Clinical case of Tourette syndrome with self-harm

Kornelija Galinauskaitė1, Dalius Klimavičius1

1Lithuanian University of Health Sciences, Department of Psychiatry, Kaunas, Lithuania


Introduction: Tourette’s syndrome is characterized by characteristic involuntary movements, tics, with both motor and background components. Tourette’s syndrome usually begins around the age of 5-7 and worsens during puberty. Tics are repetitive, slightly stereotypical involuntary movements of the eyes, face and head, phonations (pronunciation of speech sounds, words, or phrases). Tourette’s syndrome is reduced or less intense in many patients as they grow older, suggesting that the underlying mechanisms involve processes that can improve as the brain matures. Self-harming behaviors occur in up to 53% of patients with Tourette’s syndrome, including compulsive scratching of the skin, self-tapping, biting lips and other parts of the body, knocking of the head, and injury to the eyes due to their starvation.
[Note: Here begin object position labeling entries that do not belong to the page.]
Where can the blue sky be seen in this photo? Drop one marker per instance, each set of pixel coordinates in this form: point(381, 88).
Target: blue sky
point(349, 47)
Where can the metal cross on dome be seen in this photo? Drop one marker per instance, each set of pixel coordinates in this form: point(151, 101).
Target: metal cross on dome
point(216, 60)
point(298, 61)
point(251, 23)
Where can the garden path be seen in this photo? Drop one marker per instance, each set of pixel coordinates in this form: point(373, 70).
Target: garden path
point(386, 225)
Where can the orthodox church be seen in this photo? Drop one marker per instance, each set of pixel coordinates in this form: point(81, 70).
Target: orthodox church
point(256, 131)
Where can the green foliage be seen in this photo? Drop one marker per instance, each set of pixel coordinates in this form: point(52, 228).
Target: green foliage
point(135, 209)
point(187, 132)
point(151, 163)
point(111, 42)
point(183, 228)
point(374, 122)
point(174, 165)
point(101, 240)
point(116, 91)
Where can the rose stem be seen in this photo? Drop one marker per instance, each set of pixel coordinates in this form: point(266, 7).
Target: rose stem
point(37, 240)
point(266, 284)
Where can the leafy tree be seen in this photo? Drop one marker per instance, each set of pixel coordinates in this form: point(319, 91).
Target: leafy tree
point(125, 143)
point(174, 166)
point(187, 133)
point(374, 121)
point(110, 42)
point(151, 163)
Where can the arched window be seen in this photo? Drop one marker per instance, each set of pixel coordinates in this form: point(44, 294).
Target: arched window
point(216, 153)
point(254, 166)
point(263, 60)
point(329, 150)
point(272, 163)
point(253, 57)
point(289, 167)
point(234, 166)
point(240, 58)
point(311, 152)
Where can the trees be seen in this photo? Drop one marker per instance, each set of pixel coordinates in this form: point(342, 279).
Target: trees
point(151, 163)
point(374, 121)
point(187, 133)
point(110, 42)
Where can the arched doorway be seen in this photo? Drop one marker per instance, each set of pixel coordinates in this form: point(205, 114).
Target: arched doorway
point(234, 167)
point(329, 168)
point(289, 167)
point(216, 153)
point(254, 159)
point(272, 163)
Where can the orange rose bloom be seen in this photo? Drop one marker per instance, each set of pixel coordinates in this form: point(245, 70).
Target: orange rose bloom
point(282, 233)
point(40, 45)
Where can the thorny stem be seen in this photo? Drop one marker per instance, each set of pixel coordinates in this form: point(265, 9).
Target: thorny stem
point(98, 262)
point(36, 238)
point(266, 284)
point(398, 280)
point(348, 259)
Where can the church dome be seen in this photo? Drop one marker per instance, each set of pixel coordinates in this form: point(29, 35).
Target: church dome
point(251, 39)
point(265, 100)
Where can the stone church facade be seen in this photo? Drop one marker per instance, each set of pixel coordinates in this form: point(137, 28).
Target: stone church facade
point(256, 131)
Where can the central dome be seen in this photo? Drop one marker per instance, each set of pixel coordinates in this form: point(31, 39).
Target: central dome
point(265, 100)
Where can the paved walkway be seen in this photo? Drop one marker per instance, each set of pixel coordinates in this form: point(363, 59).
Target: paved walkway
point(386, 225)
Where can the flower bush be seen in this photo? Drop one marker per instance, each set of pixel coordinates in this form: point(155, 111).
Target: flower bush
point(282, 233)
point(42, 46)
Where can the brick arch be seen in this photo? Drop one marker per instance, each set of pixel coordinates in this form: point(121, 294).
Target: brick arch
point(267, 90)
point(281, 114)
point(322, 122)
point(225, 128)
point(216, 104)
Clinical case: this clinical case presents a 14-year-old adolescent who develops Tourette’s syndrome in an intense self-harming tic. Various diagnostic studies have been performed to differentiate Tourette syndrome from other neurological disorders. The various medications tested did not have a positive effect until treatment with risperidone was finally prescribed, which improved the patient’s symptoms.

Conclusions: self-harm is a common and frustrating symptom of Tourette’s syndrome. Risperidone may be effective in treating the symptoms caused by Tourette’s syndrome.


Key words: Tourette syndrome, risperidone, self-harming, tics.